We have both always loved stories—not just reading and writing them but also discovering how the stories we tell affect our culture and our personal lives. Here’s how we put it in one essay: “Instead of just an ancient configuration of instincts, we also shape our lives with stories: communal stories about goodness and evil, heroism and cowardice, success and failure—personal stories about responsibilities and relationships and the significance of our desires. As individuals, tribes, and nations, we are guided, even driven, by our stories about what is real and about what matters.”
Says a character in one of our essays, “I think that the relationship of art to reality lies in the creative act itself. It’s not in the images or other results produced. The creation of images is part of the learning process, not something carried out after it.” Creativity is another topic we could go on about. We think that self-expression is an overrated part of it.
In our tweets you’ll see some by a character named Aforista. She’s a fictional postfuturist sage, and she has a lot to say.
Those of you who’ve visited our Madeira Press Site probably noticed a couple of flies wagging their wings.
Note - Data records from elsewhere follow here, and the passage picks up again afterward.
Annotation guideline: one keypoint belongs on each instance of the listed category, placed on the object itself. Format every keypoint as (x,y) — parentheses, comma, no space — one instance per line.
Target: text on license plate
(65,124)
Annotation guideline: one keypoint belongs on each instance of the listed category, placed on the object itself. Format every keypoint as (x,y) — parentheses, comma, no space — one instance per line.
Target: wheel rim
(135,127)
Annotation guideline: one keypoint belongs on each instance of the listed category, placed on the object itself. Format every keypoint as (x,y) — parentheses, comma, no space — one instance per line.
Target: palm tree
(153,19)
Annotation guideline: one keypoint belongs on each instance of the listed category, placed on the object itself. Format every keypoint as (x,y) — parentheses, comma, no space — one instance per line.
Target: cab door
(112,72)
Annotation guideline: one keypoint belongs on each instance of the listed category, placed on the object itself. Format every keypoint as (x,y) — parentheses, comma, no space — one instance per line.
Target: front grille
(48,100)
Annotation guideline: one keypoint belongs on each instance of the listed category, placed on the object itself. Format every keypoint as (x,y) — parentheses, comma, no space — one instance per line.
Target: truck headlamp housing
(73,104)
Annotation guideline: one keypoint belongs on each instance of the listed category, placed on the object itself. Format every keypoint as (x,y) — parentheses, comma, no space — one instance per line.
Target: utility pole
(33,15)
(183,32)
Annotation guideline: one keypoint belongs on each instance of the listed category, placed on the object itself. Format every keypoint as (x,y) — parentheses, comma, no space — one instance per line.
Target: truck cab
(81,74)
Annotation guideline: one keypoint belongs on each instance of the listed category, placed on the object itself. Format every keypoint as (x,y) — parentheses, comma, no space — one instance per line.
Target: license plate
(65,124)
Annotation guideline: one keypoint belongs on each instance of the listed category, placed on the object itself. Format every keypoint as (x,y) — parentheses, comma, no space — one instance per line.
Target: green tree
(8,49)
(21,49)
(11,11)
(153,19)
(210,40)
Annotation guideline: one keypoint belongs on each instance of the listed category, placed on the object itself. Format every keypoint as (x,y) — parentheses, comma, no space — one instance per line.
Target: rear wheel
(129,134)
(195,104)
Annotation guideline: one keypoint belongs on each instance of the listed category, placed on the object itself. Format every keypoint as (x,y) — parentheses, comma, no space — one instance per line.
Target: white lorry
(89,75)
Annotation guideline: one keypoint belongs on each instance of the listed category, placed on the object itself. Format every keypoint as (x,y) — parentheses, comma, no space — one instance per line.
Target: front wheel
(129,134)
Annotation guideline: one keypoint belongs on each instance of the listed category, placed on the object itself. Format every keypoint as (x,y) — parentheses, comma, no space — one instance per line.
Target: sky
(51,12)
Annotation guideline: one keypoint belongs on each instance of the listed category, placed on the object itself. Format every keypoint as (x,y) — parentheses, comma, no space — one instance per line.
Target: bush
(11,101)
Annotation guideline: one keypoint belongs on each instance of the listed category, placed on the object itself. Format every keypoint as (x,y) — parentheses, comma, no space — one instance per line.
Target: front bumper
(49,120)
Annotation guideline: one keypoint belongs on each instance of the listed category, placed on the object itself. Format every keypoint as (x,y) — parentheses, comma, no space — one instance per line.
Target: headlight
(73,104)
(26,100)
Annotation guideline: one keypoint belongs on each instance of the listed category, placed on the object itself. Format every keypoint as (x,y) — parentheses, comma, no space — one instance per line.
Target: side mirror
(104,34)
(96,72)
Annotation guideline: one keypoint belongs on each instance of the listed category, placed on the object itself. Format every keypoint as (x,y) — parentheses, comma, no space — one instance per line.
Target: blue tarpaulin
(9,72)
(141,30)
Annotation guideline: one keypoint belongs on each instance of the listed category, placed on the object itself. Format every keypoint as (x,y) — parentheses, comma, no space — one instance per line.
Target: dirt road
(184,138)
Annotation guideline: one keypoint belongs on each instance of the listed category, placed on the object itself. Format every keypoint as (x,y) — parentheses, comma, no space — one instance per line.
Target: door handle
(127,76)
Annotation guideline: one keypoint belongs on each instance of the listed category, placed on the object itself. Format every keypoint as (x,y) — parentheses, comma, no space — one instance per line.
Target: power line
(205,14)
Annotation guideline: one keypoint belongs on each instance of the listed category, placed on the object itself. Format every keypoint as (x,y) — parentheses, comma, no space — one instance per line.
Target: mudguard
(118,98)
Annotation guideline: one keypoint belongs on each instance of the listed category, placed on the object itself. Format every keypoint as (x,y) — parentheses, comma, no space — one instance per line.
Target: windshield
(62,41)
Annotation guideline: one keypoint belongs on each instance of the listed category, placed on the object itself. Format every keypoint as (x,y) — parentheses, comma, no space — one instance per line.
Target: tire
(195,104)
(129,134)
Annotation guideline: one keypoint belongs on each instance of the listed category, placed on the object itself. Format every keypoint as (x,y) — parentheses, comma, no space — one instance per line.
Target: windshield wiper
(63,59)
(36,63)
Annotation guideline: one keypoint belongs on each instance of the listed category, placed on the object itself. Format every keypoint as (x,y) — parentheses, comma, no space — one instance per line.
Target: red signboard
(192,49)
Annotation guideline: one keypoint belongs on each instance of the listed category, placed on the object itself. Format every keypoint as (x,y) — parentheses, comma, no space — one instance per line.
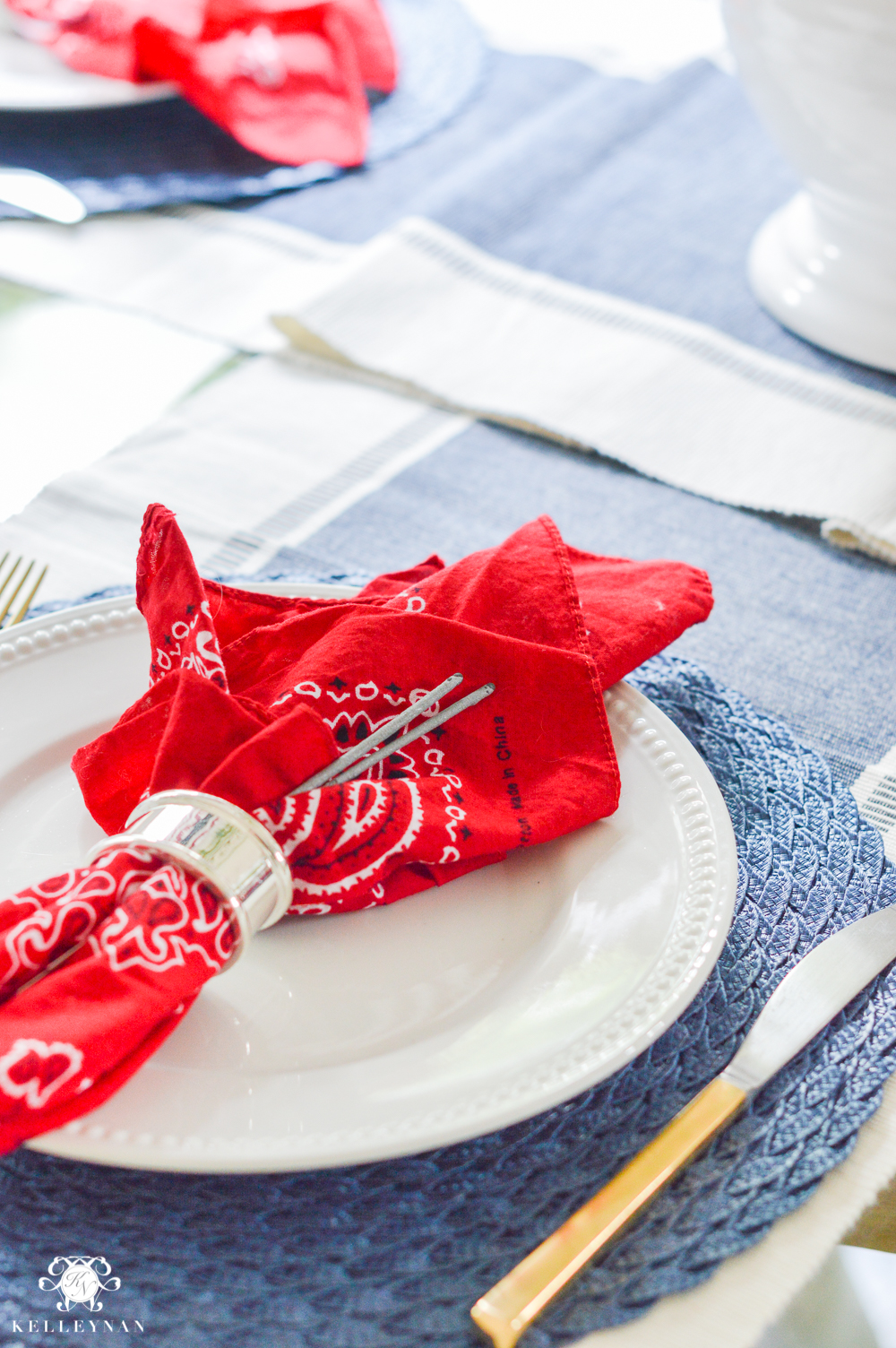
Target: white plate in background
(376,1034)
(32,80)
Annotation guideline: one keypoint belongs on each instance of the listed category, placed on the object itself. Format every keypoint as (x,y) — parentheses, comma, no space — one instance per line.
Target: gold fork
(21,577)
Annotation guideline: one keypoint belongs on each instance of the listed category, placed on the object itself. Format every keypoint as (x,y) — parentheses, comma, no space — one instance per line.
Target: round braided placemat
(393,1254)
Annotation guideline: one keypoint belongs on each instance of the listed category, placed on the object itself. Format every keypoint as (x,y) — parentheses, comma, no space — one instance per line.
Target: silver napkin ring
(220,844)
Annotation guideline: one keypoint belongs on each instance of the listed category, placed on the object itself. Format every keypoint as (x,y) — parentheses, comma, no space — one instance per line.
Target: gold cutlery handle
(516,1300)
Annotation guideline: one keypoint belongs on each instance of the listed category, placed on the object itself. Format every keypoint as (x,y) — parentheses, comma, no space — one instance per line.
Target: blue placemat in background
(393,1254)
(155,154)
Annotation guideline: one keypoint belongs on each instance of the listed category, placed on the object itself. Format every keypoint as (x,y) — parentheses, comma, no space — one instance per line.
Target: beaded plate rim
(692,948)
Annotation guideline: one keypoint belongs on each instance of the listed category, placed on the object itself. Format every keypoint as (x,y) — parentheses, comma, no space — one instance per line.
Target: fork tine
(15,593)
(10,573)
(30,599)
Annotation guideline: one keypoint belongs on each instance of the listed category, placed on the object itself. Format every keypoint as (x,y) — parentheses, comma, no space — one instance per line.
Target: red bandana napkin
(286,78)
(249,696)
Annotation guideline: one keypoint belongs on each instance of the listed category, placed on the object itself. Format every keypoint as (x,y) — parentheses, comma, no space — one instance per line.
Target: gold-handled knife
(802,1005)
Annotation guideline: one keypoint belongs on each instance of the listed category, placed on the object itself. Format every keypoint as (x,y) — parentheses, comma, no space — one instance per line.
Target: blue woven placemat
(393,1254)
(158,154)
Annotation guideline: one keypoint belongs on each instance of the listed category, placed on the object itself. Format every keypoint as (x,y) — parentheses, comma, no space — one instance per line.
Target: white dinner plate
(31,78)
(375,1034)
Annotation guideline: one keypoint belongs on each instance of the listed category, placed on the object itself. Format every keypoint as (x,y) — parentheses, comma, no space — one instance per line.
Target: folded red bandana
(249,696)
(286,78)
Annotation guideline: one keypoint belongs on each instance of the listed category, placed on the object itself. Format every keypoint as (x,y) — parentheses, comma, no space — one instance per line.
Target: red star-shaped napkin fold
(285,78)
(252,695)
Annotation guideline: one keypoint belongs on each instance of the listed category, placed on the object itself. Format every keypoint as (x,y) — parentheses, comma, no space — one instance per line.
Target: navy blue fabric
(649,192)
(168,152)
(805,630)
(393,1254)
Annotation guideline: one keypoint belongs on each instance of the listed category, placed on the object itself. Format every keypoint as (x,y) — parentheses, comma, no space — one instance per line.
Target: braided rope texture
(393,1254)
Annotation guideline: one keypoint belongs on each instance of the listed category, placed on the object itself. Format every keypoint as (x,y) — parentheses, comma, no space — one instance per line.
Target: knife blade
(42,195)
(820,986)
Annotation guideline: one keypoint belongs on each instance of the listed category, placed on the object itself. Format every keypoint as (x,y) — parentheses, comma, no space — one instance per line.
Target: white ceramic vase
(823,74)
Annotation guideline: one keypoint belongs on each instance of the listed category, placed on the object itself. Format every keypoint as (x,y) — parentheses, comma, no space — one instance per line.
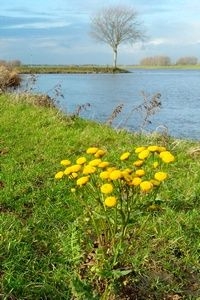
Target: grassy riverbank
(45,233)
(69,69)
(94,69)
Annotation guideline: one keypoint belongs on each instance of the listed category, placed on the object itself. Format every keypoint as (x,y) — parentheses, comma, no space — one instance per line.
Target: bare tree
(116,25)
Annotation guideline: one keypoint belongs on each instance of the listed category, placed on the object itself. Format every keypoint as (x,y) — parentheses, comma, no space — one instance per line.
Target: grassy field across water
(50,248)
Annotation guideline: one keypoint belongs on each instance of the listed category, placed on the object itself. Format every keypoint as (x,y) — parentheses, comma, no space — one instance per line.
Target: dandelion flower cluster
(138,171)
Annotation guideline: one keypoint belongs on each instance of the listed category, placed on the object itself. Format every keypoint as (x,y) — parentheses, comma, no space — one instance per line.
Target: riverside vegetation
(89,212)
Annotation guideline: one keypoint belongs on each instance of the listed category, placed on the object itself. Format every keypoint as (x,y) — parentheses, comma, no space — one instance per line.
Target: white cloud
(38,25)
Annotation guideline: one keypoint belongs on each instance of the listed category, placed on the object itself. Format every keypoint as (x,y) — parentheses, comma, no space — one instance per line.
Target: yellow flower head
(73,175)
(65,162)
(125,155)
(140,172)
(167,157)
(103,164)
(155,182)
(100,153)
(136,181)
(92,150)
(160,176)
(146,186)
(59,175)
(152,148)
(81,160)
(107,188)
(68,171)
(140,149)
(155,164)
(143,154)
(75,168)
(82,180)
(138,163)
(95,162)
(88,170)
(116,174)
(110,201)
(161,149)
(104,175)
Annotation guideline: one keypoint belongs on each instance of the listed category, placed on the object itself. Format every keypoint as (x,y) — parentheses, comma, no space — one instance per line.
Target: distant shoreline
(95,69)
(67,69)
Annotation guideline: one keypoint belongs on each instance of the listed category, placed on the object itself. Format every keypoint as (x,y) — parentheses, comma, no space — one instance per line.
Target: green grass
(43,232)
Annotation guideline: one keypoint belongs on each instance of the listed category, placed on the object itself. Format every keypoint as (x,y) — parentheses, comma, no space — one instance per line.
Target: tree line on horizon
(166,61)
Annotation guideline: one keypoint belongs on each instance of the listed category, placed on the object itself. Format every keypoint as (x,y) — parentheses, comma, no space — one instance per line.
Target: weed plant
(49,247)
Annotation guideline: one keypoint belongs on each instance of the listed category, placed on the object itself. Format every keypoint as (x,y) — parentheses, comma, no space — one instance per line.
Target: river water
(179,113)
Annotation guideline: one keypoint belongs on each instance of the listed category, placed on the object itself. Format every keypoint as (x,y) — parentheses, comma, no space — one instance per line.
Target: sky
(57,31)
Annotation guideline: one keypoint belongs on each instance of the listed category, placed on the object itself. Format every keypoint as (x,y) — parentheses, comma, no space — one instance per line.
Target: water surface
(179,89)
Just in case you didn’t scroll down, here’s what that’s all about:
“They had been drowned in Madeira wine…. Having heard it remarked that drowned flies were capable of being revived by the rays of the sun, I proposed making the experiment upon these.… In less than three hours, two of them by degrees began to recover life. They commenced by some convulsive motions in the thighs, and at length they raised themselves upon their legs, wiped their eyes with their fore feet, beat and brushed their wings with their hind feet, and soon after began to fly.… I should prefer to an ordinary death, the being immersed in a cask of Madeira wine, with a few friends … then to be recalled to life by the solar warmth of my dear country!”